A partir dessa passagem , o texto poético parece trilhar um caminho que as obras teóricas de
Foucault só seguirão muitos anos depois, ao considerar a disciplina e as tecnologias envolvidas
nas punições aplicadas aos corpos, bem como as práticas de autoformação discursiva que os
indivíduos/corpos assumem diante de si e do confessor. Ao se referir ao corpo do bailarino,
dilatado por suas práticas de dança -e do drogado, e do possuído, e aqui se poderia
acrescentar o louco- parece que ele já está considerando os processos disciplinares que
intervêm nos corpos individuais, já se poderia falar sobre como as disciplinas agem sobre eles
e selá-los com verdades (utopias) sob as quais esses indivíduos-corpos se identificam como
únicos (indivíduos) e vivem; sob a qual um certo sujeito político é formado. Parece que, ainda
que de forma muito preliminar, Foucault já está considerando os processos pelos quais os
indivíduos se reconhecem em suas práticas corporais disciplinares e se tornam alvos de
mecanismos (tecnologias) de poder/saber que os detêm e os tornam sujeitos/sujeitos.

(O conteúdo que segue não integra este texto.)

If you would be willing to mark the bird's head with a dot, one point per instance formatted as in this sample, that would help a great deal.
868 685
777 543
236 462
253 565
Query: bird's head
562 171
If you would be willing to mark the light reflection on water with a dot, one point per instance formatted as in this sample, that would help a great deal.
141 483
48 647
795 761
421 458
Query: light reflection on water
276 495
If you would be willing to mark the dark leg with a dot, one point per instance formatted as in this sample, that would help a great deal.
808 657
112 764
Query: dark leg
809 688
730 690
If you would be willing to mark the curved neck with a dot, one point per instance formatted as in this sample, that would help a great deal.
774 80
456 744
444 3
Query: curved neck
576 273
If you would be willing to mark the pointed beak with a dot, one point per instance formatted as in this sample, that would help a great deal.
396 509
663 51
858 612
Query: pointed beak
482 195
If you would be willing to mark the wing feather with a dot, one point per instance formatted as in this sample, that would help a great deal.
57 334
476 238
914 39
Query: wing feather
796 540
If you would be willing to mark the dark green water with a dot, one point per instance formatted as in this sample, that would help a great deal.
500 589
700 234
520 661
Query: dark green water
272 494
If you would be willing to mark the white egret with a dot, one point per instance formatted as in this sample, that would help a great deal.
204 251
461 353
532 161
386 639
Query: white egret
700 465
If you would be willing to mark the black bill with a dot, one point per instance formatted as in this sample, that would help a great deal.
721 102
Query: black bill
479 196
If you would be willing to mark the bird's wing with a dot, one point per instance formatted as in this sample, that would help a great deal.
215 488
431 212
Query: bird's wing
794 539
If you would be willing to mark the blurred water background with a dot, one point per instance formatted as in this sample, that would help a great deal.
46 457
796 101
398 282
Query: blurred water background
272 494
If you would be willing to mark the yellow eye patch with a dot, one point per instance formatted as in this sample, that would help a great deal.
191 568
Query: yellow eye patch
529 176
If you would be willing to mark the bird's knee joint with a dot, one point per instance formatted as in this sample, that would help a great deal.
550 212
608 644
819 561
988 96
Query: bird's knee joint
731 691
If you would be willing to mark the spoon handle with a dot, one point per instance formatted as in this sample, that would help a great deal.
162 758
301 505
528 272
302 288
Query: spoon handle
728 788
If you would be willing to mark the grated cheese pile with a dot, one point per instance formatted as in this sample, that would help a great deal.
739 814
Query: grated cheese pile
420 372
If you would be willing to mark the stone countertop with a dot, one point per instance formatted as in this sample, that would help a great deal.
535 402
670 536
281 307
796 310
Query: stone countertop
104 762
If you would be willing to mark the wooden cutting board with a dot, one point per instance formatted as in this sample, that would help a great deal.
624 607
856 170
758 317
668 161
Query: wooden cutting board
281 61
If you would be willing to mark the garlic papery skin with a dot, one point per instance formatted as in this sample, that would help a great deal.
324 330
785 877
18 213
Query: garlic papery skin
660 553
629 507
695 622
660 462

O
bailarino é um indivíduo que se reconhece como tal em seu corpo disciplinado (como
soldados, crianças e encarcerados, considerados em Vigiar e Punir). Talvez se possa dizer que o
bailarino como corpo dançante dança no campo político, pois há relações de poder e saber
que o definem e (re) organizam sua vida.

Nesse sentido, a formulação do corpo do bailarino não é apenas uma categoria enunciada nas
ciências modernas e nos discursos da sociedade em geral segundo a episteme desta época,
mas um corpo produzido (e que é produzido) por todas as práticas. envolvem sua experiência,
que envolvem ser bailarina e que são reforçadas pela regularidade de seus constantes
exercícios de dança. Diante de si mesmo, diante do espelho (ou do confessor) esse indivíduo
reconhece (e toma consciência) de sua identidade corporal de bailarino e, ao fazê-lo, se produz
como homem que dança, que vive e que fala. Na mesma linha, pode-se dizer que este corpo é
um corpo dançante (ou drogado, ou possuído, ou louco, ou torturado...) porque é objeto de
intervenção de forças (de poder/saber) que formulam e formata, mas se ele é e sabe (e sente)
um dançarino, é porque se produz como tal no ritual de sua própria atividade de dançar, e em
seu olhar para si mesmo diante do espelho, e cada vez que confessa ser bailarino, porque seu
corpo se produz justamente nesse auto-reconhecimento e autoprodução, e não tem nada de
anterior, por isso é um corpo-puro-utopia.